Finding our companion very quiet and inoffensive, we paid no further attention to him. An hour passed, Pauline was fast asleep, and I suppose I also must have closed my eyes, for presently, looking across the carriage, I saw to my astonishment, instead of the little black-coated man, a somewhat slighter figure, in a set of gray dittos and cap to match, quietly reading his Japanese papers as if nothing had happened, a neatly-folded suit of clothes on the seat beside him. I was somewhat startled at this curious transformation, and stories of disguised criminals rushed into my mind, when up jumped the little man and proceeded calmly to divest himself of his gray suit, folding up the garments he took off and placing them beside the black pile. Feeling extremely embarrassed, I gazed severely out of the window for several minutes. Pauline still slept. On hearing the rustle of a paper, I ventured to look round, and there sat our strange fellow-traveller, deep in his ‘nichi-nichi shimbun’ (Japanese newspaper), clad from head to foot in white duck and cricketing-cap to match. ‘Now,’ thought I, ‘I should hope his toilette is completed.’ No such thing. After about half an hour the little man again seemed restless and overcome with heat, and after casting a despairing and perspiring glance around him, he got up and reaching down from the rack a small black bag, he pulled out a ‘ukata’ and ‘obi’ (the national dress of a Japanese). Seeing the same performance about to begin with regard to the white suit, I coughed violently; but that having no effect and escape being impossible I feigned sleep, and, when I again ventured to open my eyes, a little thin figure sat in the corner in correct Japanese attire. Three neatly-folded bundles lay at his side,--hat, boots, and all.
Fortunately, this was the last metamorphosis that our strange companion indulged in, and soon afterwards we changed trains, leaving him in full possession of the carriage; so I shall never know whether he redressed himself before the end of his journey, or how he disposed of the remainder of his wardrobe. It was certainly a novel way of carrying luggage.
Pauline was very indignant when I told her of the occurrence. She said had she been awake it would never have happened.
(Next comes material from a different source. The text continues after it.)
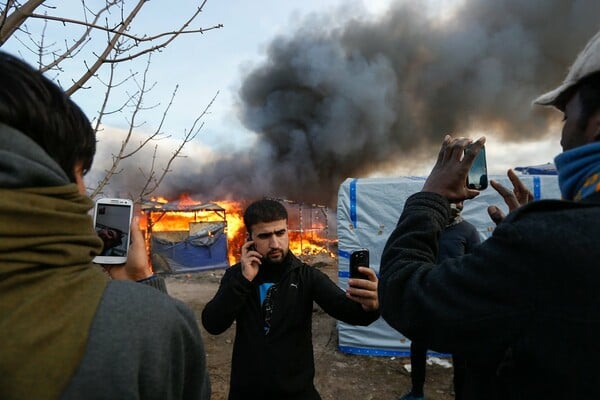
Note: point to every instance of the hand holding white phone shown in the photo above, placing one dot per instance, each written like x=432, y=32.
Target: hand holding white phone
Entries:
x=112, y=222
At last, after crawling along for five hours across the burning plain, we reached Kodzu; and after a short rest and a few little cups of yellow tea and some peppermint sticks at the tea-house in the village, we started off again in the little mountain train for Karuizawa. Thankful enough we were, after passing through twenty-six pitch-black tunnels reeking with sulphur and smoke, to arrive at last, exhausted and half-choked, but safe and sound at our journey’s end.
Karuizawa is situated on a large plain, formed by the lava from the great volcano Asama, and is about four thousand feet above the sea-level.
It is the strangest and weirdest spot imaginable. For miles and miles in every direction as far as the eye can reach stretches a vast plain covered with pampas-grass and wild-flowers of every description, and hemmed in by long ranges of blue mountains in the far distance. In the centre of the plain rises Asamayama like a great black pyramid, absolutely bare; and from the summit a thin column of smoke can be seen and an occasional flame, as if to give warning of the fires down below.
The village of Karuizawa, some little distance from the base, is composed of a collection of hideous little wooden houses, principally the summer residences of missionaries from all parts of Japan, a small English church, only lately built, and a long, straggling village street, with a few small native shops of a primitive nature.
IDAKA, THE GUIDE.
Idaka had taken a room for us at the chief tea-house in the village, and, although the smell of the ‘daikon’ (fermented turnip) which permeated every corner was not conducive to appetite, we managed to make a fair supper of the tinned food we had brought with us, supplemented by some native rice and hot ‘saké’ (native drink).